Ranch Nazinga, West Africa - There are many stories about how Ranch de Gibier de Nazinga came to be. The one thing they have in common is that Canadian assistance - or intervention, depending on the storyteller - played a part.
South of Ouagadougou, the capital of Burkina Faso, and near the town of Po, Ranch Nazinga is easily reachable by jeep. In 1979, the son of Canadian missionaries started the ranch in an attempt to preserve not only the wildlife but also the vegetation. Local people unsuccessfully farming the land were paid to relocate and were given a permit to hunt the wildlife once a year. The idea was to preserve the vegetation and give the animals a chance to roam freely and multiply. In 1989 the ranch, by then a money-making operation, was taken over by the government.
Ranch Nazinga is a birdwatcher's paradise. Blinds have been built to make observing more comfortable. There are fish eagles, colourful bee-eaters and close-to-extinct Abyssinian ground hornbills, as well as varieties of doves and parrots, arrow-marked babblers, jacana and many more.
The ranch is open from December to July and worth the trip if you're in Burkina Faso. Instead of hotels, there are a number of individual bungalows with functioning bathrooms and, at erratic hours, electricity.

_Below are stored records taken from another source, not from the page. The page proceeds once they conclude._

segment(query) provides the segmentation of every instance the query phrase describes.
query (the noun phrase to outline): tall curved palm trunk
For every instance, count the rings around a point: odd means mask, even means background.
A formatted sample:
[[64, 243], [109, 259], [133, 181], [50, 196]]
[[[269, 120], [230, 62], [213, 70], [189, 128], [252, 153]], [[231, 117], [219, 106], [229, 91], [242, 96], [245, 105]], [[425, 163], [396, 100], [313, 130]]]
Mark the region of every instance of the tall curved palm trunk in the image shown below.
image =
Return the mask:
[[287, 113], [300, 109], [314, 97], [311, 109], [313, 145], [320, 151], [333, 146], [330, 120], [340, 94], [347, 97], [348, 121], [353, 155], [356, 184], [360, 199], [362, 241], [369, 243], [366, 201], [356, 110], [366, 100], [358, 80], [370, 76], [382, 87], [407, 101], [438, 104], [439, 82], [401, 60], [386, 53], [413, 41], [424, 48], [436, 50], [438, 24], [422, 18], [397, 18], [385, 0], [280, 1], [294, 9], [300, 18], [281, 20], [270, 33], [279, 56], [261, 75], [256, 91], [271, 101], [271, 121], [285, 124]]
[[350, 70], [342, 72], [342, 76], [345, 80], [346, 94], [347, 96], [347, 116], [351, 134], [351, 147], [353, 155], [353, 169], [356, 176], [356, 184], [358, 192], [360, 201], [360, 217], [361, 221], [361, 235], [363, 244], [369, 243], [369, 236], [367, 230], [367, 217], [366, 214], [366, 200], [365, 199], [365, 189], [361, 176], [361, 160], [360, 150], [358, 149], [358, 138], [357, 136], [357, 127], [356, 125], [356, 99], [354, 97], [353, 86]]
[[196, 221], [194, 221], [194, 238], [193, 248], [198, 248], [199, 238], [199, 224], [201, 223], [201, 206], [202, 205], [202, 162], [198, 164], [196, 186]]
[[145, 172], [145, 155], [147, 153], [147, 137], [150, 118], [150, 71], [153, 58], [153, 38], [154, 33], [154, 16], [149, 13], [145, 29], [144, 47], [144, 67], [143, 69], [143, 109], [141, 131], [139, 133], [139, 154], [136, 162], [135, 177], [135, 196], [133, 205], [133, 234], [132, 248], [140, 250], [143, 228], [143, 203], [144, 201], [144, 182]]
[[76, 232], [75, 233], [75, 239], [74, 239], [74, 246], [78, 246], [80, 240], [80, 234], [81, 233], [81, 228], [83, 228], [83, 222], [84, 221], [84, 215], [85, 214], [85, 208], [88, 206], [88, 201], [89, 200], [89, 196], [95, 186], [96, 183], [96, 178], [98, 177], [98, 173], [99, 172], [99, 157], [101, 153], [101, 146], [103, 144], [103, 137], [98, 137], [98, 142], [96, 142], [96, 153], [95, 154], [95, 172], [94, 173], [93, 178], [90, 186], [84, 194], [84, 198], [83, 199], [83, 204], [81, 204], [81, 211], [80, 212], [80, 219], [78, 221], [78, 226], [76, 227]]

Occasionally, an elephant takes a shortcut through the back of the property; guests are warned always to be on the lookout. From the bar/restaurant you get a clear view of the river where the elephants bathe.
Chairs are set up outside. A sign warns "Stop Here. Space Reserved for the Elephants." Troops of baboons play in the trees, then run along in single file heading off on some mission.
Crocodiles are another reason to stay away from the river. They're not as easy to see as elephants; it's possible that once you notice them, it's too late.
Cob antelope are shy, but may be spotted back in the brush. Like African wildcat footprints, plenty of cob tracks show that they're around.
In the dry season, the locals set up controlled burns in the evenings. One man with a torch walks off into the bush, lighting the grasses as he goes. Others wait by the road with green brush to beat back any flames that get out of hand.
The burns, common throughout Burkina Faso, are supposed to prevent brush fires and they give the local men something to do and a little pocket money. But there's debate about disturbance to wildlife; the government is trying to stop them.
It's somewhat unnerving when you're at the ranch and the brush is burning close by. The sizzling of sap means the fire has caught in the trees and is becoming less controlled. So far, the ranch has escaped damage.
Worse is the rumour that at the north end of the ranch, trophy hunters pay big money to be guaranteed an elephant kill.
Providing elephants for zoos is another big money-maker. It's distressing to watch helicopters cut a young elephant out of the herd. After it's sedated by tranquilizer gun, the elephant is crated and shipped off to a new "home." At least these get to live.
The rationale is that money paid for the elephants helps preserve and run the ranch. The reality is that the money, up to CFA50,000, is paid to the government.
The big question is whether it's right to sacrifice one elephant every now and then in order to maintain the status quo. As long as the government is happy and the money keeps coming in, the ranch will continue.
If the hunting is stopped and the ranch closes, the land will revert to being over-farmed. Where will the animals go then?